Don’t let the graphic on the front page fool you — CNN’s Michaela Pereira and Christine Romans didn’t mean to draw a smiley face on today’s jobs report, either literally or figuratively. They both recognize that the BLS numbers are a “disappointment,” and do a good job of explaining why:
Romans hits the nail on the head with her chart — and with her caveat that it is not adjusted for population growth. “You’ve had people coming into the labor market,” she explains, “you’ve had new immigrants, you’ve had people graduating from college.” Just getting back to the level of 2007 means falling seven years behind in population growth. That’s reflected in the generational lows of the civilian workforce participation rate, and the millions of long-term unemployed still sitting on the sidelines.
CNBC’s Ben White argues that time is running out for Democrats who want to pivot to the economy for their midterm arguments:
On CNBC’s “Squawk Box” on Monday, I asked Pantheon Macroeconomics chief Ian Shepherdson if he thought the number might beat expectations by a significant margin. Shepherdson, who is officially calling for a gain of 250,000, said, “If the number were over 300,000 I would not fall off my chair.”
Such a number would be a huge relief to Democrats. The party is already facing a drag from the health-care law and an unpopular president in their efforts to limit almost certain losses in the House and prevent a GOP takeover of the Senate. Running on a decelerating economy would spell disaster for Democrats.
Even the status quo, modest monthly job gains of around 200,000 with similarly paltry earnings increases, would be fairly bad for the party that controls the White House and Senate.
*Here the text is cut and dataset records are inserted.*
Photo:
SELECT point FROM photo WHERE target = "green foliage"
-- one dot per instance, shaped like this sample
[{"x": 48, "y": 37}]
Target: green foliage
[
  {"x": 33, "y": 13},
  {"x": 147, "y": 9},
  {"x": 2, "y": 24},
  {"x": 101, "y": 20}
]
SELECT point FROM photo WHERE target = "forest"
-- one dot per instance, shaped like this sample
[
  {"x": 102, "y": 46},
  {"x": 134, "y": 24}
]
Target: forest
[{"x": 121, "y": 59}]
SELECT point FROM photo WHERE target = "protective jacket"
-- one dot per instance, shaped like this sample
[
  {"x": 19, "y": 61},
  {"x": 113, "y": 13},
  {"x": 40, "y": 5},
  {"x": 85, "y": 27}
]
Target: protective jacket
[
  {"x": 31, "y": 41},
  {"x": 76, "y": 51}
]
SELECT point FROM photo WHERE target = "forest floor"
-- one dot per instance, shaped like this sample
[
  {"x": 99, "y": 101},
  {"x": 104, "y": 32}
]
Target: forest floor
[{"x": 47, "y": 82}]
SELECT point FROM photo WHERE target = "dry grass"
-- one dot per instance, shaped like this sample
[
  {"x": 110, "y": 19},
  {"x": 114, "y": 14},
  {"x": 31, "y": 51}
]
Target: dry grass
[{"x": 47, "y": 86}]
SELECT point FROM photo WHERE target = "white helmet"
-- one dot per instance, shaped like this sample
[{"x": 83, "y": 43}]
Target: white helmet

White expands on the political impact of these stagnation numbers at Politico:
Late last year, major forecasting firms said the economy could shake off its anemic growth rate of the last four years and heat up to a 3 percent pace or more in 2014, which would be the fastest rate since 2005. But the first three months of the year saw one weak number after another from job creation to consumer spending to construction. Was all this bad news just the result of frigid temperatures and heavy snows? Or were all the rosy predictions just a bunch of wishful thinking? The answers to these questions could decide the outcome of the 2014 midterm elections.
“Whether the economy keeps puttering along in this kind of semi-stagnant state that has characterized so much of this recovery or whether we finally break out of it is of the utmost importance to the shaping of the fall campaign,” said Bill Galston of the Brookings Institution. “Many Americans still believe we are in a recession. You can run from that fact, but you cannot hide from it.” …
Meanwhile, household incomes have actually fallen 4.4 percent since the official end of the recession in June 2009. These numbers help explain why even though headlines occasionally refer to “consumer confidence” figures hitting highs since the recession, the numbers are still very depressed.
For instance, 55 percent of Americans, according to Gallup, currently believe the economy is getting worse rather than better. A recent NBC/Wall Street journal poll found that 57 percent of Americans think we are still in a recession even though we have not technically been in one in nearly five years.
One or two good jobs reports won’t change these numbers.
Of course, we’d have to get one or two good jobs reports to even test that hypothesis. We haven’t seen more than a handful since the recovery started in June 2009, which is one reason why wages are falling. The job market isn’t competitive enough to hold wages in place, let alone increase them.
All of this was true in 2012, and Obama and the Democrats managed to hold serve. This time, Obama won’t be on the top of the ticket driving turnout, though, but he will be the issue in states where those most dissatisfied will shape the turnout model. White may be right that time could already have expired on the Democratic “pivot.”